From September 7 to 23 at the Galerie Marguerite Milin, in Paris's 3rd arrondissement, these works by visual artists Naji Kamouche and Camille Sart will echo those of a dozen other artists, created on a rare, even unprecedented theme in contemporary art:
child sexual abuse.
The exhibition is called "Qui ne dit mot..." in reference to the adage "Qui ne dit mot consent" ("Silence Means Consent") and it is subtitled "Une Victoire contre le Silence" ("A Victory Over Silence"). The word "victory" is not too strong: The contemporary art curator behind the project, Marie Deparis-Yafil, had to endure eight years of rejections from dozens of galleries and museums before finally succeeding in putting it together.
A renowned curator with over 40 exhibitions to her credit, Deparis-Yafil – who has been in charge of the Shoah Memorial for the past two years – criticized the art world's "hypocrisy." "All the institutions claim to be at the cutting edge of commitment, increasing the number of exhibitions on difficult themes such as violence against women, racism, war... But nobody wants to talk about incest." And yet, she said, she had "no trouble" finding many works "that are in a symbolic register, embodying the context or suffering – certainly not the acts themselves or child pornography."
The only work to assume a head-on stance is an image by Cuban photographer Erik Ravelo Suarez, former director of Fabrica, the art center of clothing brand Benetton in Treviso, Italy. Taken from his series "The Untouchables" (2013), it depicts a little boy crucified on the back of a priest. The photograph has already made the rounds the world over, but only in the press and on social media. "Pedophilia in the church has scared off galleries and museums," said the artist. "The paradox is that I've never had so many positive reactions to a work, from people who recognized their suffering in it."

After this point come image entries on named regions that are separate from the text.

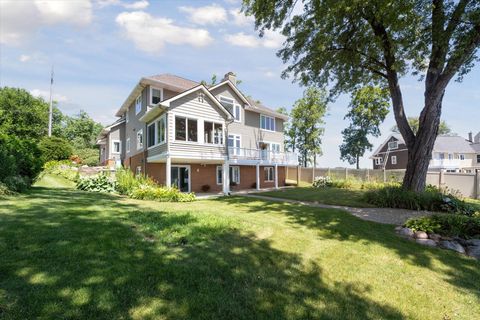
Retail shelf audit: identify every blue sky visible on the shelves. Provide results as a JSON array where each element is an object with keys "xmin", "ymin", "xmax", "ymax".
[{"xmin": 0, "ymin": 0, "xmax": 480, "ymax": 167}]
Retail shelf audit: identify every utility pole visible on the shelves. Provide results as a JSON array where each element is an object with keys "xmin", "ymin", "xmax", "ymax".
[{"xmin": 48, "ymin": 65, "xmax": 53, "ymax": 137}]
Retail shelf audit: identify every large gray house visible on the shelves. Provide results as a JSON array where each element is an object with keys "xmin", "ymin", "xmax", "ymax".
[
  {"xmin": 98, "ymin": 72, "xmax": 298, "ymax": 192},
  {"xmin": 371, "ymin": 132, "xmax": 480, "ymax": 172}
]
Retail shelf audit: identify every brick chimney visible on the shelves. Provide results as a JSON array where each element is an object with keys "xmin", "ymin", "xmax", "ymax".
[{"xmin": 223, "ymin": 71, "xmax": 237, "ymax": 85}]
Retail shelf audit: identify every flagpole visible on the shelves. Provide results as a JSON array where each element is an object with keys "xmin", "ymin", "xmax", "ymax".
[{"xmin": 48, "ymin": 65, "xmax": 53, "ymax": 137}]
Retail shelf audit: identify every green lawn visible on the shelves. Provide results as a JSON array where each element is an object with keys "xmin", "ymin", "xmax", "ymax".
[
  {"xmin": 0, "ymin": 180, "xmax": 480, "ymax": 319},
  {"xmin": 260, "ymin": 187, "xmax": 372, "ymax": 208}
]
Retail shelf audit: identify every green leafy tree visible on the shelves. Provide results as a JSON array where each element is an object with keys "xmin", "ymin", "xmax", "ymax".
[
  {"xmin": 243, "ymin": 0, "xmax": 480, "ymax": 191},
  {"xmin": 62, "ymin": 110, "xmax": 102, "ymax": 149},
  {"xmin": 391, "ymin": 117, "xmax": 452, "ymax": 135},
  {"xmin": 288, "ymin": 88, "xmax": 328, "ymax": 167},
  {"xmin": 340, "ymin": 86, "xmax": 390, "ymax": 169},
  {"xmin": 39, "ymin": 136, "xmax": 73, "ymax": 162}
]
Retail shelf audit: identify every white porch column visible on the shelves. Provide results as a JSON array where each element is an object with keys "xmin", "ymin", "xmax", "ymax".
[
  {"xmin": 275, "ymin": 163, "xmax": 278, "ymax": 189},
  {"xmin": 165, "ymin": 156, "xmax": 172, "ymax": 187},
  {"xmin": 256, "ymin": 163, "xmax": 260, "ymax": 190},
  {"xmin": 222, "ymin": 160, "xmax": 230, "ymax": 194}
]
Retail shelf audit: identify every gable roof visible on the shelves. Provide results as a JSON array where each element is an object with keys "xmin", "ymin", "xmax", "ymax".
[
  {"xmin": 115, "ymin": 73, "xmax": 199, "ymax": 117},
  {"xmin": 372, "ymin": 133, "xmax": 480, "ymax": 157},
  {"xmin": 139, "ymin": 84, "xmax": 233, "ymax": 122},
  {"xmin": 208, "ymin": 80, "xmax": 250, "ymax": 105}
]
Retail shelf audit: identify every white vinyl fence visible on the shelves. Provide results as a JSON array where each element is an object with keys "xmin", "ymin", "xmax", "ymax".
[{"xmin": 287, "ymin": 167, "xmax": 480, "ymax": 199}]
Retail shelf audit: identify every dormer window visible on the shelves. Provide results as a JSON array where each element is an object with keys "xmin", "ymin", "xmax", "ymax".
[
  {"xmin": 388, "ymin": 141, "xmax": 398, "ymax": 150},
  {"xmin": 219, "ymin": 96, "xmax": 241, "ymax": 122},
  {"xmin": 150, "ymin": 87, "xmax": 163, "ymax": 104},
  {"xmin": 198, "ymin": 92, "xmax": 205, "ymax": 103}
]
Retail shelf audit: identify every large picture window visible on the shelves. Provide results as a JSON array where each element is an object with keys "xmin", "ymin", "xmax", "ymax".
[
  {"xmin": 264, "ymin": 167, "xmax": 275, "ymax": 181},
  {"xmin": 203, "ymin": 121, "xmax": 223, "ymax": 144},
  {"xmin": 175, "ymin": 117, "xmax": 198, "ymax": 142},
  {"xmin": 260, "ymin": 114, "xmax": 275, "ymax": 131}
]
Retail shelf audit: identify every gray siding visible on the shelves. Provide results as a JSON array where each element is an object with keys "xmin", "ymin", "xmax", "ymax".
[{"xmin": 167, "ymin": 92, "xmax": 226, "ymax": 156}]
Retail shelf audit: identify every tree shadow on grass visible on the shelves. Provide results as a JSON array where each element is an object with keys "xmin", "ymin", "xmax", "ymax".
[
  {"xmin": 217, "ymin": 197, "xmax": 480, "ymax": 304},
  {"xmin": 0, "ymin": 189, "xmax": 402, "ymax": 319}
]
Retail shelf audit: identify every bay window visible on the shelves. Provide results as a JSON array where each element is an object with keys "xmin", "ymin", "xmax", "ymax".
[
  {"xmin": 203, "ymin": 121, "xmax": 223, "ymax": 144},
  {"xmin": 260, "ymin": 114, "xmax": 275, "ymax": 131},
  {"xmin": 147, "ymin": 122, "xmax": 155, "ymax": 147},
  {"xmin": 175, "ymin": 116, "xmax": 198, "ymax": 142},
  {"xmin": 264, "ymin": 167, "xmax": 275, "ymax": 181}
]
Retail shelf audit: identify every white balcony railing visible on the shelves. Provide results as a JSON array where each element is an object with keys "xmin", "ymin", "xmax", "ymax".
[
  {"xmin": 430, "ymin": 159, "xmax": 461, "ymax": 168},
  {"xmin": 228, "ymin": 147, "xmax": 298, "ymax": 166}
]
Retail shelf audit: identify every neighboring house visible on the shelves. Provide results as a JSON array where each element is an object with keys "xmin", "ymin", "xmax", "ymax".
[
  {"xmin": 98, "ymin": 72, "xmax": 298, "ymax": 193},
  {"xmin": 97, "ymin": 117, "xmax": 125, "ymax": 167},
  {"xmin": 371, "ymin": 132, "xmax": 480, "ymax": 172}
]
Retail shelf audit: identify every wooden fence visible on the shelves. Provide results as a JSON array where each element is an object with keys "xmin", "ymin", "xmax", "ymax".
[{"xmin": 286, "ymin": 167, "xmax": 480, "ymax": 199}]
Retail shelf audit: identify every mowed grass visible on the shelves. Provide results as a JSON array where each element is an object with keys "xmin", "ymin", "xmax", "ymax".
[
  {"xmin": 259, "ymin": 186, "xmax": 372, "ymax": 208},
  {"xmin": 0, "ymin": 181, "xmax": 480, "ymax": 319}
]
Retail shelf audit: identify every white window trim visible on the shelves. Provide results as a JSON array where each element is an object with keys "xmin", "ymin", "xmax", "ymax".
[
  {"xmin": 203, "ymin": 119, "xmax": 224, "ymax": 146},
  {"xmin": 135, "ymin": 94, "xmax": 143, "ymax": 115},
  {"xmin": 136, "ymin": 129, "xmax": 145, "ymax": 150},
  {"xmin": 218, "ymin": 95, "xmax": 242, "ymax": 122},
  {"xmin": 215, "ymin": 166, "xmax": 223, "ymax": 186},
  {"xmin": 150, "ymin": 86, "xmax": 163, "ymax": 105},
  {"xmin": 263, "ymin": 167, "xmax": 275, "ymax": 182},
  {"xmin": 173, "ymin": 114, "xmax": 200, "ymax": 144},
  {"xmin": 387, "ymin": 141, "xmax": 398, "ymax": 150},
  {"xmin": 232, "ymin": 166, "xmax": 240, "ymax": 184},
  {"xmin": 111, "ymin": 140, "xmax": 122, "ymax": 154},
  {"xmin": 259, "ymin": 114, "xmax": 277, "ymax": 132}
]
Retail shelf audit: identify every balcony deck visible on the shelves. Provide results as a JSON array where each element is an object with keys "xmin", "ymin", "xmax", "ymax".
[{"xmin": 228, "ymin": 147, "xmax": 298, "ymax": 166}]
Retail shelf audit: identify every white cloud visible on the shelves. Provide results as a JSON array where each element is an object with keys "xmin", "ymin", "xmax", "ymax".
[
  {"xmin": 123, "ymin": 0, "xmax": 149, "ymax": 10},
  {"xmin": 30, "ymin": 89, "xmax": 68, "ymax": 102},
  {"xmin": 179, "ymin": 4, "xmax": 227, "ymax": 25},
  {"xmin": 96, "ymin": 0, "xmax": 149, "ymax": 10},
  {"xmin": 225, "ymin": 30, "xmax": 285, "ymax": 49},
  {"xmin": 0, "ymin": 0, "xmax": 92, "ymax": 45},
  {"xmin": 116, "ymin": 11, "xmax": 213, "ymax": 53},
  {"xmin": 229, "ymin": 8, "xmax": 255, "ymax": 27}
]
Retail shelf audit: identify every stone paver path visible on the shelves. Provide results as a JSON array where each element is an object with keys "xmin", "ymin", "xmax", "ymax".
[{"xmin": 241, "ymin": 194, "xmax": 433, "ymax": 225}]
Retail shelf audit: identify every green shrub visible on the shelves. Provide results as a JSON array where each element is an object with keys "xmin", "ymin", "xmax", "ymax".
[
  {"xmin": 74, "ymin": 148, "xmax": 100, "ymax": 167},
  {"xmin": 115, "ymin": 168, "xmax": 157, "ymax": 195},
  {"xmin": 42, "ymin": 160, "xmax": 79, "ymax": 182},
  {"xmin": 363, "ymin": 185, "xmax": 475, "ymax": 216},
  {"xmin": 39, "ymin": 137, "xmax": 73, "ymax": 161},
  {"xmin": 405, "ymin": 214, "xmax": 480, "ymax": 238},
  {"xmin": 129, "ymin": 185, "xmax": 195, "ymax": 202},
  {"xmin": 77, "ymin": 175, "xmax": 115, "ymax": 193}
]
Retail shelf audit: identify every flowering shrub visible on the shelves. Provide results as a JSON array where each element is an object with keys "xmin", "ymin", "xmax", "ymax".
[
  {"xmin": 77, "ymin": 175, "xmax": 115, "ymax": 193},
  {"xmin": 313, "ymin": 176, "xmax": 332, "ymax": 188}
]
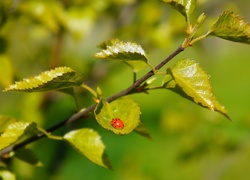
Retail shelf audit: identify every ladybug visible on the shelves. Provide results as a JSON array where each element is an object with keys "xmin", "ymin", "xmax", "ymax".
[{"xmin": 111, "ymin": 118, "xmax": 124, "ymax": 129}]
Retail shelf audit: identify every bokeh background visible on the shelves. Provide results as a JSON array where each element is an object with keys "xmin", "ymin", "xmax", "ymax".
[{"xmin": 0, "ymin": 0, "xmax": 250, "ymax": 180}]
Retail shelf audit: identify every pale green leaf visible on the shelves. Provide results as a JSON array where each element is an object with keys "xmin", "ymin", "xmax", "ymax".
[
  {"xmin": 207, "ymin": 11, "xmax": 250, "ymax": 44},
  {"xmin": 0, "ymin": 121, "xmax": 36, "ymax": 150},
  {"xmin": 14, "ymin": 148, "xmax": 42, "ymax": 166},
  {"xmin": 0, "ymin": 166, "xmax": 16, "ymax": 180},
  {"xmin": 94, "ymin": 97, "xmax": 141, "ymax": 134},
  {"xmin": 0, "ymin": 115, "xmax": 17, "ymax": 133},
  {"xmin": 168, "ymin": 59, "xmax": 230, "ymax": 119},
  {"xmin": 135, "ymin": 122, "xmax": 152, "ymax": 140},
  {"xmin": 0, "ymin": 54, "xmax": 13, "ymax": 86},
  {"xmin": 4, "ymin": 67, "xmax": 83, "ymax": 92},
  {"xmin": 163, "ymin": 0, "xmax": 197, "ymax": 21},
  {"xmin": 94, "ymin": 39, "xmax": 147, "ymax": 63},
  {"xmin": 64, "ymin": 128, "xmax": 111, "ymax": 168}
]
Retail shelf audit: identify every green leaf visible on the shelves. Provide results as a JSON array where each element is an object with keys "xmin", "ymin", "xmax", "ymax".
[
  {"xmin": 0, "ymin": 115, "xmax": 17, "ymax": 133},
  {"xmin": 0, "ymin": 166, "xmax": 16, "ymax": 180},
  {"xmin": 135, "ymin": 122, "xmax": 152, "ymax": 140},
  {"xmin": 207, "ymin": 11, "xmax": 250, "ymax": 44},
  {"xmin": 0, "ymin": 121, "xmax": 36, "ymax": 151},
  {"xmin": 94, "ymin": 97, "xmax": 141, "ymax": 134},
  {"xmin": 4, "ymin": 67, "xmax": 83, "ymax": 92},
  {"xmin": 14, "ymin": 148, "xmax": 42, "ymax": 166},
  {"xmin": 64, "ymin": 128, "xmax": 111, "ymax": 168},
  {"xmin": 94, "ymin": 39, "xmax": 148, "ymax": 72},
  {"xmin": 163, "ymin": 0, "xmax": 197, "ymax": 21},
  {"xmin": 168, "ymin": 59, "xmax": 230, "ymax": 119},
  {"xmin": 0, "ymin": 54, "xmax": 13, "ymax": 86}
]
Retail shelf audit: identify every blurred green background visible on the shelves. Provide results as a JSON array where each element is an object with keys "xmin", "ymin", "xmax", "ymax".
[{"xmin": 0, "ymin": 0, "xmax": 250, "ymax": 180}]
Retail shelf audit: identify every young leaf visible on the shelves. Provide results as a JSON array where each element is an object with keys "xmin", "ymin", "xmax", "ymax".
[
  {"xmin": 94, "ymin": 39, "xmax": 148, "ymax": 72},
  {"xmin": 0, "ymin": 166, "xmax": 16, "ymax": 180},
  {"xmin": 0, "ymin": 115, "xmax": 17, "ymax": 133},
  {"xmin": 168, "ymin": 59, "xmax": 230, "ymax": 119},
  {"xmin": 14, "ymin": 148, "xmax": 42, "ymax": 166},
  {"xmin": 135, "ymin": 122, "xmax": 152, "ymax": 140},
  {"xmin": 207, "ymin": 11, "xmax": 250, "ymax": 44},
  {"xmin": 64, "ymin": 128, "xmax": 111, "ymax": 169},
  {"xmin": 94, "ymin": 97, "xmax": 141, "ymax": 134},
  {"xmin": 4, "ymin": 67, "xmax": 83, "ymax": 92},
  {"xmin": 163, "ymin": 0, "xmax": 197, "ymax": 21},
  {"xmin": 0, "ymin": 121, "xmax": 36, "ymax": 151}
]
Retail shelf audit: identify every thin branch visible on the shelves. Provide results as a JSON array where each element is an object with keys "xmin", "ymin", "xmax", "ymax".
[{"xmin": 0, "ymin": 46, "xmax": 184, "ymax": 156}]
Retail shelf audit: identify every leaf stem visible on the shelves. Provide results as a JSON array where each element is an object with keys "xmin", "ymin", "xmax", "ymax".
[{"xmin": 0, "ymin": 45, "xmax": 185, "ymax": 156}]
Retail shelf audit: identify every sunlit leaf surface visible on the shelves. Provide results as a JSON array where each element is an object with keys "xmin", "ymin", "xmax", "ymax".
[
  {"xmin": 207, "ymin": 11, "xmax": 250, "ymax": 44},
  {"xmin": 4, "ymin": 67, "xmax": 83, "ymax": 92},
  {"xmin": 163, "ymin": 0, "xmax": 196, "ymax": 20},
  {"xmin": 14, "ymin": 148, "xmax": 42, "ymax": 166},
  {"xmin": 168, "ymin": 59, "xmax": 230, "ymax": 119},
  {"xmin": 94, "ymin": 39, "xmax": 147, "ymax": 72},
  {"xmin": 64, "ymin": 128, "xmax": 111, "ymax": 168},
  {"xmin": 95, "ymin": 97, "xmax": 141, "ymax": 134},
  {"xmin": 0, "ymin": 121, "xmax": 36, "ymax": 150}
]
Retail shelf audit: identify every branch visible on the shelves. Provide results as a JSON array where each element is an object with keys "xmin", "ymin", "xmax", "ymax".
[{"xmin": 0, "ymin": 46, "xmax": 184, "ymax": 156}]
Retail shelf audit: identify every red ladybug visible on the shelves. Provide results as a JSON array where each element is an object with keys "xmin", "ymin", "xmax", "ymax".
[{"xmin": 111, "ymin": 118, "xmax": 124, "ymax": 129}]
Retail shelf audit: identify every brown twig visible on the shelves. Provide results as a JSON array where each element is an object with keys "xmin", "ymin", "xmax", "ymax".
[{"xmin": 0, "ymin": 46, "xmax": 184, "ymax": 156}]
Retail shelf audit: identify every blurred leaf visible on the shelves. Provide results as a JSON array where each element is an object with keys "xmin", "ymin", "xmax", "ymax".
[
  {"xmin": 0, "ymin": 165, "xmax": 16, "ymax": 180},
  {"xmin": 94, "ymin": 97, "xmax": 141, "ymax": 134},
  {"xmin": 0, "ymin": 121, "xmax": 36, "ymax": 150},
  {"xmin": 64, "ymin": 128, "xmax": 111, "ymax": 169},
  {"xmin": 20, "ymin": 1, "xmax": 66, "ymax": 33},
  {"xmin": 0, "ymin": 115, "xmax": 17, "ymax": 133},
  {"xmin": 94, "ymin": 39, "xmax": 148, "ymax": 72},
  {"xmin": 14, "ymin": 148, "xmax": 42, "ymax": 166},
  {"xmin": 207, "ymin": 11, "xmax": 250, "ymax": 44},
  {"xmin": 163, "ymin": 0, "xmax": 197, "ymax": 21},
  {"xmin": 4, "ymin": 67, "xmax": 83, "ymax": 92},
  {"xmin": 168, "ymin": 59, "xmax": 230, "ymax": 119},
  {"xmin": 134, "ymin": 122, "xmax": 152, "ymax": 140},
  {"xmin": 0, "ymin": 54, "xmax": 13, "ymax": 87}
]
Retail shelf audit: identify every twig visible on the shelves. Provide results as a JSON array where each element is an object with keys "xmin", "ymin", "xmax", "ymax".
[{"xmin": 0, "ymin": 46, "xmax": 184, "ymax": 156}]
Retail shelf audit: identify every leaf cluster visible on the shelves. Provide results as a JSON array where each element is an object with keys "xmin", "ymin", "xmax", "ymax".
[{"xmin": 0, "ymin": 0, "xmax": 250, "ymax": 177}]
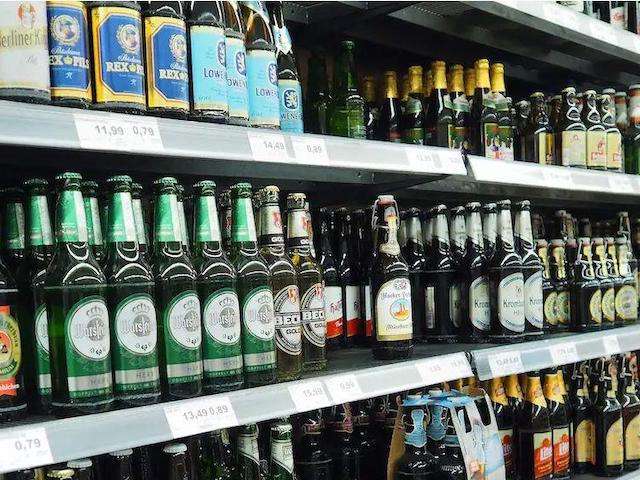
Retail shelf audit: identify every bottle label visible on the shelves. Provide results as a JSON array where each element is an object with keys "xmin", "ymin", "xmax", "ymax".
[
  {"xmin": 0, "ymin": 2, "xmax": 49, "ymax": 93},
  {"xmin": 587, "ymin": 130, "xmax": 607, "ymax": 168},
  {"xmin": 225, "ymin": 37, "xmax": 249, "ymax": 119},
  {"xmin": 65, "ymin": 295, "xmax": 112, "ymax": 399},
  {"xmin": 376, "ymin": 278, "xmax": 413, "ymax": 342},
  {"xmin": 242, "ymin": 286, "xmax": 276, "ymax": 372},
  {"xmin": 498, "ymin": 272, "xmax": 524, "ymax": 333},
  {"xmin": 301, "ymin": 283, "xmax": 326, "ymax": 348},
  {"xmin": 469, "ymin": 275, "xmax": 491, "ymax": 332},
  {"xmin": 324, "ymin": 286, "xmax": 343, "ymax": 339},
  {"xmin": 278, "ymin": 80, "xmax": 304, "ymax": 133},
  {"xmin": 189, "ymin": 25, "xmax": 229, "ymax": 112},
  {"xmin": 91, "ymin": 6, "xmax": 146, "ymax": 106},
  {"xmin": 273, "ymin": 285, "xmax": 302, "ymax": 355},
  {"xmin": 144, "ymin": 17, "xmax": 189, "ymax": 110},
  {"xmin": 562, "ymin": 130, "xmax": 587, "ymax": 167},
  {"xmin": 605, "ymin": 417, "xmax": 624, "ymax": 467},
  {"xmin": 113, "ymin": 292, "xmax": 160, "ymax": 392},
  {"xmin": 247, "ymin": 50, "xmax": 280, "ymax": 127},
  {"xmin": 163, "ymin": 290, "xmax": 202, "ymax": 384}
]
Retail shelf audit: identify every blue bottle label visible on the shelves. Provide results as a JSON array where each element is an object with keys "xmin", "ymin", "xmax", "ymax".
[
  {"xmin": 91, "ymin": 7, "xmax": 146, "ymax": 105},
  {"xmin": 226, "ymin": 37, "xmax": 249, "ymax": 119},
  {"xmin": 47, "ymin": 1, "xmax": 93, "ymax": 102},
  {"xmin": 144, "ymin": 17, "xmax": 189, "ymax": 110},
  {"xmin": 247, "ymin": 50, "xmax": 280, "ymax": 127},
  {"xmin": 189, "ymin": 25, "xmax": 229, "ymax": 112},
  {"xmin": 278, "ymin": 80, "xmax": 304, "ymax": 133}
]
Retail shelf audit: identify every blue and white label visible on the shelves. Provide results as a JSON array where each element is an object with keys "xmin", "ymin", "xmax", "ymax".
[
  {"xmin": 247, "ymin": 50, "xmax": 280, "ymax": 127},
  {"xmin": 189, "ymin": 25, "xmax": 229, "ymax": 112},
  {"xmin": 278, "ymin": 80, "xmax": 304, "ymax": 133},
  {"xmin": 226, "ymin": 37, "xmax": 249, "ymax": 119}
]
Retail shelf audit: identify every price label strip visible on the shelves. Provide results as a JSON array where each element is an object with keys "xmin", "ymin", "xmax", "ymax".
[
  {"xmin": 73, "ymin": 113, "xmax": 164, "ymax": 152},
  {"xmin": 164, "ymin": 396, "xmax": 238, "ymax": 438},
  {"xmin": 289, "ymin": 380, "xmax": 331, "ymax": 413},
  {"xmin": 0, "ymin": 427, "xmax": 53, "ymax": 473}
]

Gallery owner Marguerite Milin said she "didn't hesitate" when Deparis-Yafil presented her project to her a year ago. What convinced her was "the massive scale of this violence," she said, citing figures of one child victim in 10. "We're all impacted. Like everyone else, I know victims. I think the rejections Marie received are linked to how sadly common this is. There's the fear of bringing out secrets buried in families."